Good for the heart (attack)

Yeah, I don’t know exactly how this fits into the theme of this blog.

It’s sort of anti-commercial, which is a recurring theme on The Dew Abides. It’s sort of about food, which, you may have noticed, we talk a bit about as well.

But I’m not talking about farm-to-table food here. Or organic stuff. Or saving the environment.

I’m talking about Valentine’s Day dinner. At the Waffle House.

This makes the second year in a row Jenn and I have done this, and I need to say that it feels pretty damn good. There’s no line. There’s no reservation. There’s only about eight minutes between you and a big, greasy plate of scatteredsmotheredcoveredchoppedchunkedanddiced hash browns. And a Diet Coke, of course. Gotta watch the calories.

Photo courtesy of Cavale Doom.

Last year there was a little more fanfare. I did make a reservation. And there were candles on the tables, which were covered with white tablecloths — it wasn’t linen, mind you, and our plastic might’ve had a melty spot from a candle accident, but hey, they don’t get many chances to actually light candles at the Waffle House, so cut ’em a break. Oh, and I didn’t tell Jenn where we were going that year. In fact, I blindfolded her until we were parked.

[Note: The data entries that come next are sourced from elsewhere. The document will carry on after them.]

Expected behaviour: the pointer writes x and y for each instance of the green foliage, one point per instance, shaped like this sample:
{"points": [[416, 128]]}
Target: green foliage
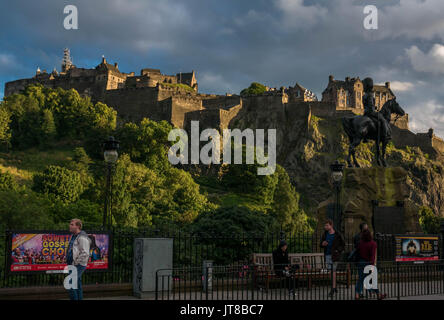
{"points": [[24, 210], [285, 208], [147, 143], [89, 212], [39, 116], [61, 182], [223, 229], [5, 131], [254, 88], [7, 181], [429, 221], [142, 196]]}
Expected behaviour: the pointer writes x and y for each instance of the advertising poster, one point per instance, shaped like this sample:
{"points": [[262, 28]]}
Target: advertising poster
{"points": [[47, 251], [417, 248]]}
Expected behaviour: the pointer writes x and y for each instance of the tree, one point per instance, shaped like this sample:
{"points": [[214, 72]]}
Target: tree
{"points": [[232, 231], [61, 182], [7, 181], [147, 143], [24, 210], [285, 208], [429, 222], [5, 130], [48, 129]]}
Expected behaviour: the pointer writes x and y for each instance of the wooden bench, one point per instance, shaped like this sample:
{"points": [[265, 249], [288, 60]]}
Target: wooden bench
{"points": [[311, 267]]}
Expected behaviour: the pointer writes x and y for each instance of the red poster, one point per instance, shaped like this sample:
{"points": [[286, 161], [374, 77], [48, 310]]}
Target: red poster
{"points": [[47, 251]]}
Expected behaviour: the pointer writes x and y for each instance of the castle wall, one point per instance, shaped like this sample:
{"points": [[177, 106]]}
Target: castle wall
{"points": [[226, 116], [224, 102], [180, 106], [322, 109], [134, 104], [401, 122]]}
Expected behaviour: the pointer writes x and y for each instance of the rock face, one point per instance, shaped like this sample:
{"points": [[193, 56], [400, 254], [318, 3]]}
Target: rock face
{"points": [[388, 186], [308, 142]]}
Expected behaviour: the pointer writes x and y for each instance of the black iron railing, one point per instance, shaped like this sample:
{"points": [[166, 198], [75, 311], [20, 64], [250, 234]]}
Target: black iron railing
{"points": [[394, 280], [189, 250]]}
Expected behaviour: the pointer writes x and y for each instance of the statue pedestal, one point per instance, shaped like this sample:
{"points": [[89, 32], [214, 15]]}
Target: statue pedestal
{"points": [[367, 195]]}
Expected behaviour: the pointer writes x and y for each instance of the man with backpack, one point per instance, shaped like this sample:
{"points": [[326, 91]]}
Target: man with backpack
{"points": [[333, 244], [78, 255]]}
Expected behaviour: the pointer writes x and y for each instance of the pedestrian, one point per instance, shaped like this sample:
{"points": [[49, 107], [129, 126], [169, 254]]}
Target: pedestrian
{"points": [[367, 256], [78, 255], [333, 243]]}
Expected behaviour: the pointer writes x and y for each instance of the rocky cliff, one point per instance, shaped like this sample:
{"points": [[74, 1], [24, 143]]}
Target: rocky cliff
{"points": [[307, 145]]}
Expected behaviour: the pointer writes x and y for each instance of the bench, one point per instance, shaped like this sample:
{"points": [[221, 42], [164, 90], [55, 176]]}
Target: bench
{"points": [[311, 267]]}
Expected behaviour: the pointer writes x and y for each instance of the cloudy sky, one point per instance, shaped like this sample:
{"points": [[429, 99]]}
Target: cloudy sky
{"points": [[232, 43]]}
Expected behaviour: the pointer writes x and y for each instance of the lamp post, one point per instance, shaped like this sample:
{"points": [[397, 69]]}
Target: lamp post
{"points": [[110, 155], [337, 169], [442, 238]]}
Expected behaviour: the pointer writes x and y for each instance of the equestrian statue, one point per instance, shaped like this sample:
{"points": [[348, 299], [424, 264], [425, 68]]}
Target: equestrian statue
{"points": [[373, 125]]}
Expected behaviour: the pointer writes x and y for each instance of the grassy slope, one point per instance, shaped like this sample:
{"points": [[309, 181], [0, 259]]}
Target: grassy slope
{"points": [[24, 164]]}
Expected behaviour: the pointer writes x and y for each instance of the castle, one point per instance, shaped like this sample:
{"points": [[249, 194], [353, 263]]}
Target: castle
{"points": [[175, 98]]}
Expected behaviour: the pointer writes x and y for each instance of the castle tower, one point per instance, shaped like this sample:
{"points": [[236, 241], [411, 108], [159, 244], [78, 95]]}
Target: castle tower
{"points": [[67, 62]]}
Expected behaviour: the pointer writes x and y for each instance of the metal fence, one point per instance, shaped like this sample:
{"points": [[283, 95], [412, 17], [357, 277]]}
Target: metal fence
{"points": [[394, 280], [190, 250]]}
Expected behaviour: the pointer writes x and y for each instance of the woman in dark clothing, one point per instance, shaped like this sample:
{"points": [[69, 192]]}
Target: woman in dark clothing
{"points": [[366, 251], [281, 266]]}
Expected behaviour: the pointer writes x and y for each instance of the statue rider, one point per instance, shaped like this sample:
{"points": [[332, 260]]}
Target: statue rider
{"points": [[370, 110]]}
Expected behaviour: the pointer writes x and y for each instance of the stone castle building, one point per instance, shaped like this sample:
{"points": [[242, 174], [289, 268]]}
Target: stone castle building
{"points": [[175, 98]]}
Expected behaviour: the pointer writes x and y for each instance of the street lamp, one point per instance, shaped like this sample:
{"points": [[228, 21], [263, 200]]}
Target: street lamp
{"points": [[110, 155], [442, 237], [337, 169]]}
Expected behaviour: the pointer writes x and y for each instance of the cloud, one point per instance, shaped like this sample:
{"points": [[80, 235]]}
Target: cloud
{"points": [[232, 43], [297, 15], [431, 116], [400, 86], [432, 61]]}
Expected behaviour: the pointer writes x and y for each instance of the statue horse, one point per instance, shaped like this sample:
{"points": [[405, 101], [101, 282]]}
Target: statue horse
{"points": [[362, 127]]}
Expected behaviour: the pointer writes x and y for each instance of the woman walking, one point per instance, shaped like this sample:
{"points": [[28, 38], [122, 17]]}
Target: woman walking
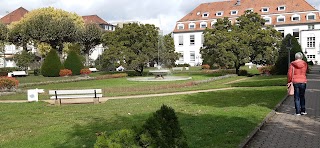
{"points": [[297, 75]]}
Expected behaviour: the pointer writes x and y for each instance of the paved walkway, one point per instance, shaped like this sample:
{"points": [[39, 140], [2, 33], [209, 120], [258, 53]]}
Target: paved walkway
{"points": [[285, 130]]}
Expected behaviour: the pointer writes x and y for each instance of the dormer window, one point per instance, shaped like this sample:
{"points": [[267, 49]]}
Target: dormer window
{"points": [[234, 12], [192, 26], [267, 19], [295, 17], [180, 26], [205, 14], [219, 13], [203, 25], [265, 9], [281, 8], [281, 19], [311, 16]]}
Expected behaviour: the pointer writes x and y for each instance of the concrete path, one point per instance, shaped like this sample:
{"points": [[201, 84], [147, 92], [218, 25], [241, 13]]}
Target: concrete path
{"points": [[286, 130]]}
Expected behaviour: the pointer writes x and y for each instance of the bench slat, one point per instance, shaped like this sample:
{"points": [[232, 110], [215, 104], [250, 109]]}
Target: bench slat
{"points": [[76, 96], [84, 91]]}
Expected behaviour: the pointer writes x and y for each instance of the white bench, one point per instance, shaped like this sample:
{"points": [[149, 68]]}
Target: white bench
{"points": [[17, 73], [177, 68], [57, 95], [93, 69]]}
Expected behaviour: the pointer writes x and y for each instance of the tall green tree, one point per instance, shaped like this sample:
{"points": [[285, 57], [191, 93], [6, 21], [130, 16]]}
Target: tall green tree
{"points": [[133, 46], [89, 37], [232, 45], [50, 25]]}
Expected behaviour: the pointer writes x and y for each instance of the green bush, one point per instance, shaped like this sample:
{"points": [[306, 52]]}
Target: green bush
{"points": [[51, 65], [121, 139], [162, 130], [73, 63]]}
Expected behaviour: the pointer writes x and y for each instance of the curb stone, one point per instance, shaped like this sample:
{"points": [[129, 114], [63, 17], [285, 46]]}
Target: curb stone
{"points": [[264, 121]]}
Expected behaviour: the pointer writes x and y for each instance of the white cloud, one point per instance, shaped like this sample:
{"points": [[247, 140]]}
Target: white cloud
{"points": [[162, 13]]}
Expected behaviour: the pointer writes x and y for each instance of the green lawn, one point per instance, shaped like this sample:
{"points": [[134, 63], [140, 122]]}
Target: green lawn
{"points": [[214, 119]]}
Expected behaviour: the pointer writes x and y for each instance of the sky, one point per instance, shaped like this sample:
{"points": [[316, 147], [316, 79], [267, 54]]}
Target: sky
{"points": [[162, 13]]}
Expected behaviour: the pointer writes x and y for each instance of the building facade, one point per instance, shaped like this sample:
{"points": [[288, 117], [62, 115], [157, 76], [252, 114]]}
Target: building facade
{"points": [[296, 17]]}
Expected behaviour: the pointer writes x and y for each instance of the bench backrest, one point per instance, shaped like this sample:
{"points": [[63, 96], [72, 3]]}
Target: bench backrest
{"points": [[84, 93]]}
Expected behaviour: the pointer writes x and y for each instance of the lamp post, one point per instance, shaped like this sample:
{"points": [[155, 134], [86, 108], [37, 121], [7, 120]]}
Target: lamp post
{"points": [[289, 46]]}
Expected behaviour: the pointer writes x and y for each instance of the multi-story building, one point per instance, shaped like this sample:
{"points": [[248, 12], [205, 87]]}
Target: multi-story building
{"points": [[296, 17], [16, 15]]}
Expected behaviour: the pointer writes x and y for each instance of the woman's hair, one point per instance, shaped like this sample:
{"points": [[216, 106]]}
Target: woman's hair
{"points": [[298, 55]]}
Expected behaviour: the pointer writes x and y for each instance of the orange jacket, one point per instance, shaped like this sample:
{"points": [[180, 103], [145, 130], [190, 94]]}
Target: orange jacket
{"points": [[299, 70]]}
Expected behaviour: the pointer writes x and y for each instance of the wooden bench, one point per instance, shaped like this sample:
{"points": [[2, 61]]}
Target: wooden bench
{"points": [[17, 73], [93, 69], [57, 95], [177, 68]]}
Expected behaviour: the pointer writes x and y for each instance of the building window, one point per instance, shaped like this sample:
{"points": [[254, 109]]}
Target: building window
{"points": [[281, 19], [296, 33], [220, 13], [192, 39], [205, 14], [181, 58], [311, 42], [192, 26], [310, 27], [295, 17], [203, 25], [234, 12], [267, 19], [281, 8], [311, 56], [311, 16], [180, 26], [265, 9], [192, 56], [282, 32], [180, 40]]}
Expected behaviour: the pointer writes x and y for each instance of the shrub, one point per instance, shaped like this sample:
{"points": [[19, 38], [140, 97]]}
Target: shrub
{"points": [[205, 66], [8, 83], [65, 72], [51, 65], [85, 71], [73, 63], [120, 139], [162, 130]]}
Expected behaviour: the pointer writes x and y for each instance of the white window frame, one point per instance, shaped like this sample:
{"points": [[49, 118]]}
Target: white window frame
{"points": [[263, 9], [192, 56], [180, 40], [295, 15], [180, 25], [311, 14], [192, 24], [234, 12], [269, 18], [281, 17], [281, 8], [219, 13], [203, 23], [206, 13], [192, 39]]}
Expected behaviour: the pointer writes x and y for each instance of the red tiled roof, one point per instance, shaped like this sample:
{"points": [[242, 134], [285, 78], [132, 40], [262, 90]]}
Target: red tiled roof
{"points": [[93, 19], [14, 16], [300, 7]]}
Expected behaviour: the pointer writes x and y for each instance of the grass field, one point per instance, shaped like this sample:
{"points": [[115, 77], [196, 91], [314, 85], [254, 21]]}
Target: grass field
{"points": [[213, 119]]}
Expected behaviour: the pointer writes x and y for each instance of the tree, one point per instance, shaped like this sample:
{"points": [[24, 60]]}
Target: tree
{"points": [[89, 37], [133, 46], [24, 59], [50, 25], [167, 54], [73, 63], [231, 46], [51, 65]]}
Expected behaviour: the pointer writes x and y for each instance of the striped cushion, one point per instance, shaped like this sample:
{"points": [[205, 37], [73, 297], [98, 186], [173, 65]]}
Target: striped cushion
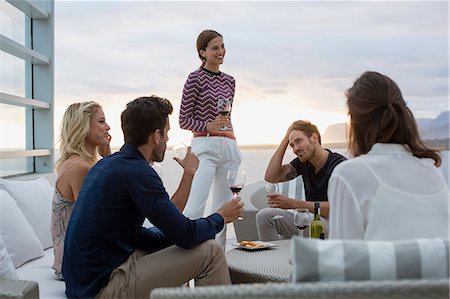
{"points": [[344, 260], [292, 188]]}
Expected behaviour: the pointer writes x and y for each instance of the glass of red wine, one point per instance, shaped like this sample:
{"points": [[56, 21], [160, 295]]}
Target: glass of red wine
{"points": [[224, 108], [236, 181], [302, 219], [273, 188]]}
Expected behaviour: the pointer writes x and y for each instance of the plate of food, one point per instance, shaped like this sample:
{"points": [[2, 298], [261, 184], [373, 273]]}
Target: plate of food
{"points": [[254, 245]]}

And she was delighted, which affirms why I love her so.

For whatever reason, our local Awful Waffles didn’t take part in the national Valentine’s event this year, but we went anyway. And we were still smiling like canary-eating-cats on the way home.

Is Valentine’s Day a Hallmark holiday? You betcha. That’s why I’ve always been fond of ironic V-Day songs, like Steve Earle’s, or the Old 97’s’s. But Hallmark’s got you right by the pecan waffles, don’t they? Because who’s gonna be the schmuck who doesn’t try to show his wife that he really loves her? I think what we’ve discovered is this: Playing against type for this special day’s dinner is the best of all worlds. We binged a bit on the ol’ diet, we’re set back a total of $12.80, and life is good.